L’offerta di un lavoro come “cercatore di ghiaccio” non rappresenta in alcun modo una soluzione per gli abitanti indigeni, tutt’altro, ne mina l’identità culturale. Infatti, i popoli circumpolari hanno un forte interesse nel preservare il loro legame con la natura, oggi a rischio a causa delle conseguenze incrociate di cambiamento climatico e espansione dei mercati.

Il diritto sulle terre che abitano implica anche il diritto a tutelare le loro tradizioni, prossime al perdersi tra le erose calotte delle coste artiche, soffocate dal rumore incessante delle imbarcazioni che frantumano i ghiacciai in cerca di ghiaccio per dei cocktail.

La risposta di Malik Rasmussen

Di fronte all’evidente impatto della startup Arctic Ice e alle polemiche scatenate sui social, Malik Rasmussen ha risposto affermando «Aiutare la Groenlandia nella sua transizione verde è in realtà ciò per cui credo di essere stato portato al mondo». È ormai noto come il greenwashing costituisca il perno delle strategie di comunicazione delle grandi aziende, e anche in questo caso qualche dubbio sulle parole dell’imprenditore è più che lecito.
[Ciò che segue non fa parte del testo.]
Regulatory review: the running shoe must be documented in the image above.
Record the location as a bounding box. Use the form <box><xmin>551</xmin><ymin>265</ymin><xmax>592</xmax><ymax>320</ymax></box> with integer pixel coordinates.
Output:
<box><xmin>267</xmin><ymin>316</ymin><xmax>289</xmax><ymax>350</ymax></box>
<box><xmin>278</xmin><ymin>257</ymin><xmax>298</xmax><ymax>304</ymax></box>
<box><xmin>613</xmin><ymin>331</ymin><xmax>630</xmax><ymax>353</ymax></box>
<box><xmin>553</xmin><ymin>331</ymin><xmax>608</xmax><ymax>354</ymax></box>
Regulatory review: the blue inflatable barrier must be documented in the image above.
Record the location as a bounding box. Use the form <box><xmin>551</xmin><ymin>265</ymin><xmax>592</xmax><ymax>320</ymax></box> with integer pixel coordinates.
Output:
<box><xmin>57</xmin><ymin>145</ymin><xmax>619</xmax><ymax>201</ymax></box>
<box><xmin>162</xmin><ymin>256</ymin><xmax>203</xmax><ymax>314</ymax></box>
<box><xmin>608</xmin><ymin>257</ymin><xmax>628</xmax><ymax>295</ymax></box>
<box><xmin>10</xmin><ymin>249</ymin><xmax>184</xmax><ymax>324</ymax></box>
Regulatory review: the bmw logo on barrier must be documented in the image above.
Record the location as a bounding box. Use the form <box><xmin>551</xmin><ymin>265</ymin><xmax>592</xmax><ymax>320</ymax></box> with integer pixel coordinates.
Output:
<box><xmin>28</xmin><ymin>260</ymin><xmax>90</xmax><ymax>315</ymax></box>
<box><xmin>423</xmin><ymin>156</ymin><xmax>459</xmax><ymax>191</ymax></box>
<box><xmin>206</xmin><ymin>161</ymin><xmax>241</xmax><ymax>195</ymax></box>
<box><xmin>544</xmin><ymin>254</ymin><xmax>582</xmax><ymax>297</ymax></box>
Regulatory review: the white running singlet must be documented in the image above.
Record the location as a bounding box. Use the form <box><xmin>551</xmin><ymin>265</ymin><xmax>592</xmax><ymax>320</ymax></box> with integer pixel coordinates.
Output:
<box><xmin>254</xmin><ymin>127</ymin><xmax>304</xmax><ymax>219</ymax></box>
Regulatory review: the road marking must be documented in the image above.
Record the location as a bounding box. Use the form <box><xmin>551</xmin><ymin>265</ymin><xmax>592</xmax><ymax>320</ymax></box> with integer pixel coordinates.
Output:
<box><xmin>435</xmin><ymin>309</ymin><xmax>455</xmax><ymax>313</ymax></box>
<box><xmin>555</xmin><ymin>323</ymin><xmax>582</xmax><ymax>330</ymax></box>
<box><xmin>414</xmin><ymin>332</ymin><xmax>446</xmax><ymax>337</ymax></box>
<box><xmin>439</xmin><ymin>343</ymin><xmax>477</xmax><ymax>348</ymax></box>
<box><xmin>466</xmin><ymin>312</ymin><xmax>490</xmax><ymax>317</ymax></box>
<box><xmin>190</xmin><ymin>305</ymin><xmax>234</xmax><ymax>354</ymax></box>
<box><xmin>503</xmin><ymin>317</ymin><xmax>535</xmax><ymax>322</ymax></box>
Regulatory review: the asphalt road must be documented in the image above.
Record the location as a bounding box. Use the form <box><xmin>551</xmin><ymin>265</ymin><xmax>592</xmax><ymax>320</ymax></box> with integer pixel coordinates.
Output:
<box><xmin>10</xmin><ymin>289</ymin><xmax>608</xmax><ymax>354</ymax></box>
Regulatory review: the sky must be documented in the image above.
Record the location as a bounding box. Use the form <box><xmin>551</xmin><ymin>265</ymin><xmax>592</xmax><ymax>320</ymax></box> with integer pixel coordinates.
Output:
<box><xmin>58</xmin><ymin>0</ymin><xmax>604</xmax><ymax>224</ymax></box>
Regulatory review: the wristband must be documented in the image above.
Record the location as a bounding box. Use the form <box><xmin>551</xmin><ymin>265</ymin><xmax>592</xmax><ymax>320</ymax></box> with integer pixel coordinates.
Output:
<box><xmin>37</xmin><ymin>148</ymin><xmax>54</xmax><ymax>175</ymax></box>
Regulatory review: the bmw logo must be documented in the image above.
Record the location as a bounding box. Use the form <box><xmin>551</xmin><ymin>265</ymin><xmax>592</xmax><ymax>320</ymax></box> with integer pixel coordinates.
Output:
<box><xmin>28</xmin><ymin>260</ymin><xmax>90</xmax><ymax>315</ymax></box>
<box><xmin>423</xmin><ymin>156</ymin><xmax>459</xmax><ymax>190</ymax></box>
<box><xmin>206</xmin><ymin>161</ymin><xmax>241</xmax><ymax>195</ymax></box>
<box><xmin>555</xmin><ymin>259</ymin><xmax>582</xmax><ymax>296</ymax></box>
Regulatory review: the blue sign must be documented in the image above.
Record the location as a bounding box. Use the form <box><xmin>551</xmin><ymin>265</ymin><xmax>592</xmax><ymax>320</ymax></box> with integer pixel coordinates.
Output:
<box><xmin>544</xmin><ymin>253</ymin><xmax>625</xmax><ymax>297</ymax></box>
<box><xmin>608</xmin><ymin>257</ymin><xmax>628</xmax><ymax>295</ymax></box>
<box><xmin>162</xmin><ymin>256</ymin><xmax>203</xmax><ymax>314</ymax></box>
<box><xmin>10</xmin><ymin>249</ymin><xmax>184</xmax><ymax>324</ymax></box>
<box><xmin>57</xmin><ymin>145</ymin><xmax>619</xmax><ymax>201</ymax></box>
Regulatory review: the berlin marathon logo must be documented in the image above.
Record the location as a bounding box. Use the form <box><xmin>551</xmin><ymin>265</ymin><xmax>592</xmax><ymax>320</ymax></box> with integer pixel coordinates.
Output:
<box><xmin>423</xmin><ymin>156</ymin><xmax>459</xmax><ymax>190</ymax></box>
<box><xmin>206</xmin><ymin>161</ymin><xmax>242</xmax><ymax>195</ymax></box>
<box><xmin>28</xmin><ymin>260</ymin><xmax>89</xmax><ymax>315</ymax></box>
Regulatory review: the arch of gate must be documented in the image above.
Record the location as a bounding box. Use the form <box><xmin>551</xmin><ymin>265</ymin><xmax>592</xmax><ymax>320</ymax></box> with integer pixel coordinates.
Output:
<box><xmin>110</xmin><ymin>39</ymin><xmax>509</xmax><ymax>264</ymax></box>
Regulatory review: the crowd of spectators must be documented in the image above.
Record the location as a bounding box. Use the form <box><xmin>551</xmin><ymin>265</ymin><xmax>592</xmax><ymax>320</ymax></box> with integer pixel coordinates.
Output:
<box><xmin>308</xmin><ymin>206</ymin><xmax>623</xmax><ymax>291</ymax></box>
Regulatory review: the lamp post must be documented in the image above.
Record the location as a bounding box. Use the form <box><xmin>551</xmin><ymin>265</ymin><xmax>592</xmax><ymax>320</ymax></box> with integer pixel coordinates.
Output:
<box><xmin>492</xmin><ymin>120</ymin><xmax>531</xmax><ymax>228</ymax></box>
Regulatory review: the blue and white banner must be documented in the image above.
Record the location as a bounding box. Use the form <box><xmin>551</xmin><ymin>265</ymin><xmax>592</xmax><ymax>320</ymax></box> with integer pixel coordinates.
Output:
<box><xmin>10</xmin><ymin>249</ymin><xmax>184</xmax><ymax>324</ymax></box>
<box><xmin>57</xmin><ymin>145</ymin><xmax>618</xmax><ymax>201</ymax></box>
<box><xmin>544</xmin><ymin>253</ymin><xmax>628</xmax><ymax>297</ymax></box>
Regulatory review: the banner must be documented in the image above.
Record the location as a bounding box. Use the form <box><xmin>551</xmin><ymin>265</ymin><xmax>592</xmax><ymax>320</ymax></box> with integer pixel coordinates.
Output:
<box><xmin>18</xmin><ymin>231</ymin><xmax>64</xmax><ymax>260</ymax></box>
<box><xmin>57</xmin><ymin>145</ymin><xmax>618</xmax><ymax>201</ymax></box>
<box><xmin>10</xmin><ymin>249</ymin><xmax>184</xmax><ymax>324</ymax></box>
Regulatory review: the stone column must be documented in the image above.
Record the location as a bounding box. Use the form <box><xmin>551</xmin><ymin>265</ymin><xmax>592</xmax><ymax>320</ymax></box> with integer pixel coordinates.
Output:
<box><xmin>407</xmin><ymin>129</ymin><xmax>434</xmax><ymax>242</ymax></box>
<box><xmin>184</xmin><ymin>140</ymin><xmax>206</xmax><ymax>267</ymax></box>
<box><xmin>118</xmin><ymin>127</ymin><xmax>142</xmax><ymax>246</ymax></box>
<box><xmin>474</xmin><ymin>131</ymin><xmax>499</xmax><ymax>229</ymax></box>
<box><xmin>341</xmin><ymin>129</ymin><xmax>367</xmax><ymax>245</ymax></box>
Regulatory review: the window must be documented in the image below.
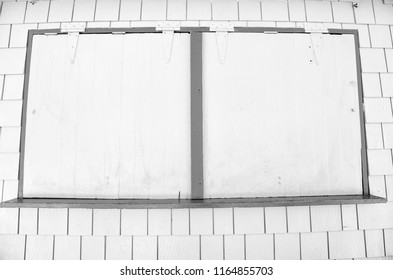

Infatti come può la transizione verde essere il suo obiettivo, se la Groenlandia incide in maniera insignificante sul tasso di emissione di CO2 globale? Come riportato da un grafico de Il Sole nel 2021, è vero che le emissioni pro capite (quindi le emissioni di ogni cittadino) della Groenlandia sono relativamente elevate, ma si deve considerare che la popolazione è di soli 57.000 abitanti. Quindi, il rapporto cambia significativamente quando si osserva il tasso di emissione totale, dove la Groenlandia è inferiore addirittura a Paesi come la Guyana francese.

Peraltro, risulta difficile comprendere come la transizione verde della Groenlandia passi dalle esportazioni di ghiaccio artico nei locali di lusso degli Emirati Arabi Uniti. L’impatto della startup Arctic Ice in Groenlandia rappresenta costituisce una minaccia sia a livello ambientale che culturale per il benessere del territorio. Nessuna finta retorica altruistica può nascondere i reali interessi egoistici che guidano il progetto, che intende favorire il profitto economico personale a discapito del benessere comune.